Unlike some universities across the nation, Georgetown University has received neither a request nor legal order from the Federal Bureau of Investigation or other federal agency to release student records in the aftermath of the terrorist attacks on Sept. 11, according to university officials.

In a survey conducted by the American Association of Collegiate Registrars and Admissions Officers, 220 universities, colleges and junior colleges out of 1,188 reported requests for information by one or more federal agencies, primarily the FBI and the Immigration and Naturalization Service.

According to University Registrar John Q. Pierce, no federal agency has thus far requested any student record from Georgetown. However, Pierce said the university would “cooperate on any issue with state, local and federal authorities” if requested.

Pierce also said the university would “be respectful of the confidentiality needs of the students.”

According to the university undergraduate bulletin, the university’s response to government requests for student information is regulated by the Family Educational Rights and Privacy Act of 1974, which safeguards the privacy of students. According to this law, a university cannot give access to a student’s records to another group or person without the student’s written consent. In the case of government investigations and other legal proceedings, student records will be released “to persons in compliance with a judicial order or a lawfully issued subpoena (provided that the university will first make a reasonable attempt to notify the student),” according the bulletin.

According to the Department of Education, records can also be released without student consent in “cases of health and safety emergencies” under FERPA.

Pierce echoed this policy, adding that the Registrar and other appropriate university offices plan to work with the Office of the University Counsel if subpoenas are ordered for the records of certain students. The university counsel would assure that the court order is proper and legal before any information is released to authorities.

However, the majority of requests for information from universities nationwide have not been accompanied by subpoenas.

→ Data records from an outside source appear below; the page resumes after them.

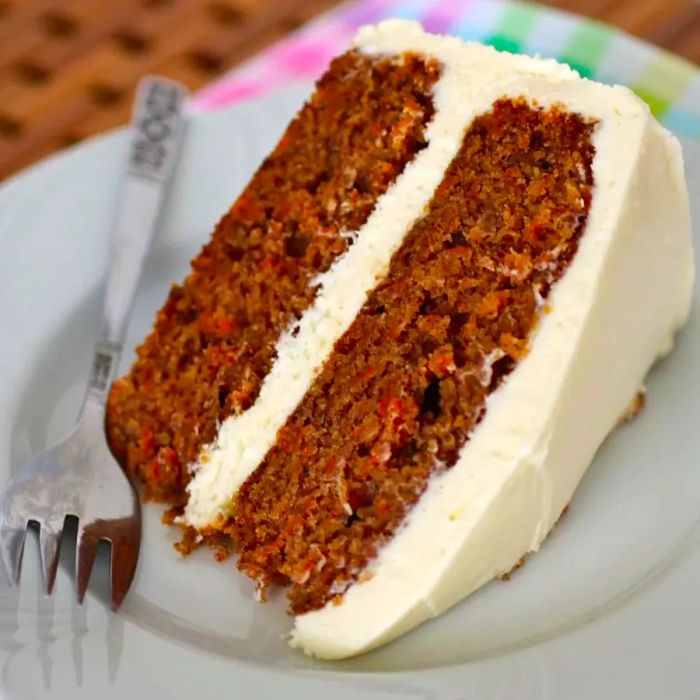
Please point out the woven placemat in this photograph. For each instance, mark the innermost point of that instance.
(68, 68)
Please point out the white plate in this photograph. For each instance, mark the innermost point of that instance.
(608, 608)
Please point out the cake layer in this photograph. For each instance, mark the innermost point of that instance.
(610, 316)
(243, 440)
(215, 339)
(408, 382)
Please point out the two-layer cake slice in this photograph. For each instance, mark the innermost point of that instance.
(391, 366)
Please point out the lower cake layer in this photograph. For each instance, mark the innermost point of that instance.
(408, 382)
(214, 339)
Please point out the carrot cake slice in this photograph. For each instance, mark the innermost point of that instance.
(392, 364)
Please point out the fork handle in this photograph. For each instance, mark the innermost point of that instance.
(157, 131)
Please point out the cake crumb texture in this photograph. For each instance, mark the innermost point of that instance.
(214, 339)
(408, 382)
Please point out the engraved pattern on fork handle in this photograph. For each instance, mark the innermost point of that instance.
(158, 126)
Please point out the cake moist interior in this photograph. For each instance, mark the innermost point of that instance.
(214, 339)
(408, 382)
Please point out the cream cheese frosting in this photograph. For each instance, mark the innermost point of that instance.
(614, 312)
(243, 440)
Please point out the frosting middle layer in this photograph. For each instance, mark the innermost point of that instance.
(407, 383)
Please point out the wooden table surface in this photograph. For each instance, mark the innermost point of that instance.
(68, 67)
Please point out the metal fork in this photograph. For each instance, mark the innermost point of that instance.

Only 22 out of the over 200 universities surveyed reported receiving court orders for any of the records requested.

So far, federal, state and local authorities have requested information on specific, particular individuals from a majority of the universities reporting requests. Another 67 universities reported receiving requests for the records for some or all of their students with F1-J1 student visas. Another 34 received inquiries about students in particular programs within in the university, while 16 said authorities asked them for student records based on ethnicity.

The release of student information, particularly of those who hold international visas, follows the discovery that several of the terrorists responsible for the Sept. 11 attacks illegally entered the United States with student visas.

Among these 220 universities reporting inquiries, the majority have already released all records requested by authorities. Some universities have resisted disclosure of information. Tufts University officials only reluctantly handed over data about foreign students, who constitute approximately 12 percent of the student body, following a decision from the Massachusetts Board of Higher Education.

Releasing data to authorities is one concern, but universities must also decide whether to disclose to students whether or not information has been released. In the survey, 176 universities have not told students that authorities have been given access to their records, while 27 universities have received specific written or verbal requests to withhold that information from affected individuals.

At Georgetown, Pierce said it is university policy to inform students if it allows authorities to inspect their records. However, Pierce added that “under certain circumstances, if the judge so orders, students are not notified.”

According to the American Association of College Registrars and Admissions Officers survey, written subpoenas have been issued in the past month restricting several universities from informing affected students of disclosure.

On Georgetown’s campus, students expressed mixed reaction to the possibility of the disclosure of their records.

“College students are one of the largest voices for toleration in our country, and if the government alienates them, they lose a lot of their base support,” GUSA representative Somil Trivedi (COL ’04) said.

Trivedi said he doubted the amount of relevant information the government could gain through student records. “I think it’s obvious students aren’t behind this,” he said.

Others said they thought releasing records would be appropriate if it could prevent future terrorist activity.

“I wouldn’t mind – I would hope that it would prevent something like this from happening again,” Tara Conroy (COL ’05) said.